Are there any cryptocurrencies in your anti-crisis portfolio?
The coming crisis is being talked about as if it has already knocked on the door of the global financial system. The U.S. is blamed for overheating the market, and international organizations are developing risk diversification portfolios.
The stability of the last ten years has been buoyant and attractive. The October correction in U.S. stock indices reminded us of the short-lived nature of the bull market, but investors are still willing to buy Apple stock near historic highs. And for the securities of the coffee chain Starbucks they give 7 times more than for a share of Ford.
In discussing the impending crisis, analysts often recall the U.S. Federal Reserve's monetary policy of abandoning low interest rates. Next year, the European Central Bank and probably many other advanced economies will employ a similar strategy.
How the global system will cope with the rising cost of credit is still unknown, but in the event of a crisis, cryptocurrencies may become a new tool to combat risk. And here's why.
Cryptocurrency in the share of the currency portfolio
Experts say that the real lucky one will be the one who at the onset of a new financial of the year will "sit in the cache.
This situation allows you to save money and provides an opportunity to buy a lot of cheaper assets.
But which currency to choose? You can take a typical portfolio and include euros, dollars, yen and yuan, but in 2008 the U.S. national debt was 9.9 trillion. The burden has more than doubled by 2018. Will the U.S. hold out this time?
You always have to think of the worst, and so we need to act in the face of a possible total economic apocalypse. The more different currencies are included in such an anti-crisis portfolio, the better.
Cryptocurrencies can be seen as an alternative to gold because they are independent of central banks. In addition, digital coins can already be paid for in stores (but not in gold). So we recommend "diluting" your savings with a small percentage of bitcoin or another digital instrument from the top 10.
Cryptocurrency and the escape from inflation
Another investor's fear is the cheapening of money. Experience shows that not only countries with a high dependence on raw materials, but also more developed industrial and post-industrial states can be subject to rising inflation.
Bitcoin or another digital coin with a limited issuance volume is the best way to mitigate the risk of inflation for the investor. This property of cryptocurrencies is unlikely to be ignored by the market. Even if states ignore it, people will make their own choices.
The story of the political crisis in Zimbabwe in the fall of 2017 confirms this assumption.
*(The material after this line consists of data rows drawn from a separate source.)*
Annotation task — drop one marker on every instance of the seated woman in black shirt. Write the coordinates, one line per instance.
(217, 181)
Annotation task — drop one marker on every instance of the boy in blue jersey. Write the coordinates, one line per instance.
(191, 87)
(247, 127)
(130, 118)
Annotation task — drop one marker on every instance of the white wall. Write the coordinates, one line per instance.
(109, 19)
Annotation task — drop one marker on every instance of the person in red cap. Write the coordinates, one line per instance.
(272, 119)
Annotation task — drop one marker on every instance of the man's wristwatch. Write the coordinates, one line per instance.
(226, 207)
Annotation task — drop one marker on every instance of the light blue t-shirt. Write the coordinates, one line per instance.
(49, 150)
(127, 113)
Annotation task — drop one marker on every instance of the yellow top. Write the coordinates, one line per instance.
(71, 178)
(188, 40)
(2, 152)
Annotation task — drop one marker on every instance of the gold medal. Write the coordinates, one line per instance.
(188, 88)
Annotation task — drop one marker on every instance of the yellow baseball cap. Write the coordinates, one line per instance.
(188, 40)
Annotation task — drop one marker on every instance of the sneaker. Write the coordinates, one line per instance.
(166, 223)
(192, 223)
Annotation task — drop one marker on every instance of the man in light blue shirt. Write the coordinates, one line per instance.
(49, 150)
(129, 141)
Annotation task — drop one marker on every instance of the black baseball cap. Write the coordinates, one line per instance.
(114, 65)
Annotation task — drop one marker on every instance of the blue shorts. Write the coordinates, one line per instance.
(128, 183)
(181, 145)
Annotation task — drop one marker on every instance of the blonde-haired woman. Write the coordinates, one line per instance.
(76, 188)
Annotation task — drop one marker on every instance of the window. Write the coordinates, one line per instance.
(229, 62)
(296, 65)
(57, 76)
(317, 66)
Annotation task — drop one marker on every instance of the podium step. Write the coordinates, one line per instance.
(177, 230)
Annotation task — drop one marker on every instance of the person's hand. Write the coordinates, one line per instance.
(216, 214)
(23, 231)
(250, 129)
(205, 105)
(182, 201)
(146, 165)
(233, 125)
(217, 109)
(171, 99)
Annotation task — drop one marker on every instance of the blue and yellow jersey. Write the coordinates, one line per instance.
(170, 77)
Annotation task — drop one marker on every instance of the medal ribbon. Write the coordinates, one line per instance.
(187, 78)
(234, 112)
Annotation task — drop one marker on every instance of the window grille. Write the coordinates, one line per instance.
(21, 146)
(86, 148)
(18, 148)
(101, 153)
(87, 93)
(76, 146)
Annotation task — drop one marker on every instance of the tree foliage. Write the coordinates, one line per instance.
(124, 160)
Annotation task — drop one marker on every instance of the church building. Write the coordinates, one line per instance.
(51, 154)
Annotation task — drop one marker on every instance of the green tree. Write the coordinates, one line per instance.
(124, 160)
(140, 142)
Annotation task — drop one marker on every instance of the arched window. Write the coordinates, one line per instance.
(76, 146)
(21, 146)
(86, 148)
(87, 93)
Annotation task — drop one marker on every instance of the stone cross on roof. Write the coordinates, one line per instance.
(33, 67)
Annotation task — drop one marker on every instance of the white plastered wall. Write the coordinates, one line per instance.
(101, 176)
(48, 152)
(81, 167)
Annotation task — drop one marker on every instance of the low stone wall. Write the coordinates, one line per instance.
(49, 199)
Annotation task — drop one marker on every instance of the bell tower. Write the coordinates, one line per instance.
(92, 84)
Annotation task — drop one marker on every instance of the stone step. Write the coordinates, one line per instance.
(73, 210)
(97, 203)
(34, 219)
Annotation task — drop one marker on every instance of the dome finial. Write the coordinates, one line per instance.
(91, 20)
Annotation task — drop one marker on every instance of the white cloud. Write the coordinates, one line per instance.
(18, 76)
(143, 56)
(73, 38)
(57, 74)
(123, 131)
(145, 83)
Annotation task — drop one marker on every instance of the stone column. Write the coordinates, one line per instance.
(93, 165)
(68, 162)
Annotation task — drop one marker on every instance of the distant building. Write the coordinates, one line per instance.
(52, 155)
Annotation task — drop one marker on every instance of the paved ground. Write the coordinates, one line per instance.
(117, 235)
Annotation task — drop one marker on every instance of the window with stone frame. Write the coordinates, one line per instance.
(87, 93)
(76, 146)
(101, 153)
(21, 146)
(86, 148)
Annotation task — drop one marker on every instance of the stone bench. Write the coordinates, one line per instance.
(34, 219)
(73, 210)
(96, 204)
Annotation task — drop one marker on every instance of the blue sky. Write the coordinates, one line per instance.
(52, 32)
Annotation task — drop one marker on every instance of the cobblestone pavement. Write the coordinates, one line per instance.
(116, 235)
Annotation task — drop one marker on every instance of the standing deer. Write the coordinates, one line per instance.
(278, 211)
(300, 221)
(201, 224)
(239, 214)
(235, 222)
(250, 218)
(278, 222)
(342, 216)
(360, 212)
As a result of a military coup, the president of that African country, Robert Mugabe, was removed from office.
The threat of militarists taking over and restricting market relations has led to a frenzied demand for bitcoin. There has been known buying of btc at $14,000 on the local Golix exchange. At the same time, digital gold was trading at $8000 on larger exchanges.
Total
We do not pretend to be true, but cryptocurrencies may get a second local round of their development in case of a global crisis. If we have seen rapid growth of the industry in conditions of seeming security, then with general depression and distrust of government work, the probability of increased demand for a reliable independent instrument will increase all the more.